TSMC disclosed June 2024 net revenue of $13.2 billion, a 67% year-over-year surge that marks the strongest single month in the company's history, coming just days before its Q2 2024 earnings report on Thursday. The number significantly exceeds the growth trajectory implied by the prior FY 2024 revenue base of $2.9 trillion NT (approximately $89B USD), which itself already reflected 33.9% annual growth. Gross margins have held at a robust 56.1% even as the company continues to ramp advanced nodes.
The print matters because TSMC is the central artery of global AI chip production — every major accelerator from NVIDIA, AMD, and Apple flows through its fabs. A 67% revenue jump in a single month signals that AI-driven wafer demand is not slowing, and it puts upward pressure on the full-year consensus numbers that analysts have been gradually lifting all year.

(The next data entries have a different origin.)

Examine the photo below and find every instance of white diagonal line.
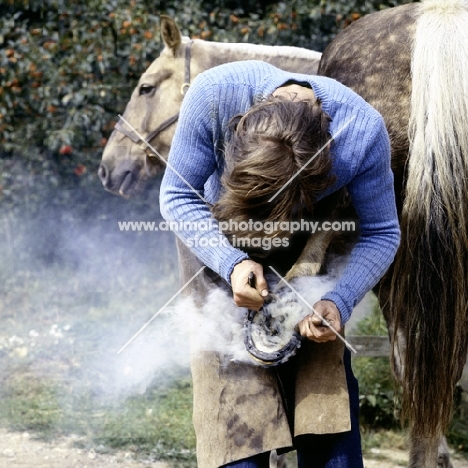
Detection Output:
[269,266,357,353]
[117,266,205,354]
[268,115,355,202]
[118,114,208,205]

Thursday's call becomes a referendum on whether management raises full-year guidance and expands its CoWoS advanced packaging capacity commentary.
The bull case is straightforward: record revenue with fat margins heading into earnings typically catalyzes a re-rating, and the stock has historically gapped up on positive guidance revisions. The bear case centers on whether June was pull-forward demand from hyperscalers front-loading orders ahead of potential tariff or export-control changes, which would hollow out Q3 guidance. Valuation is not cheap at these levels after the year-to-date run.
What to watch Thursday: CoWoS capacity guidance for H2, any commentary on geopolitical risk to Arizona fab ramp timelines, and the Q3 revenue range vs. the $13B+ monthly run-rate implied by June. A miss on forward guidance despite the record month would be the classic 'sell the news' setup.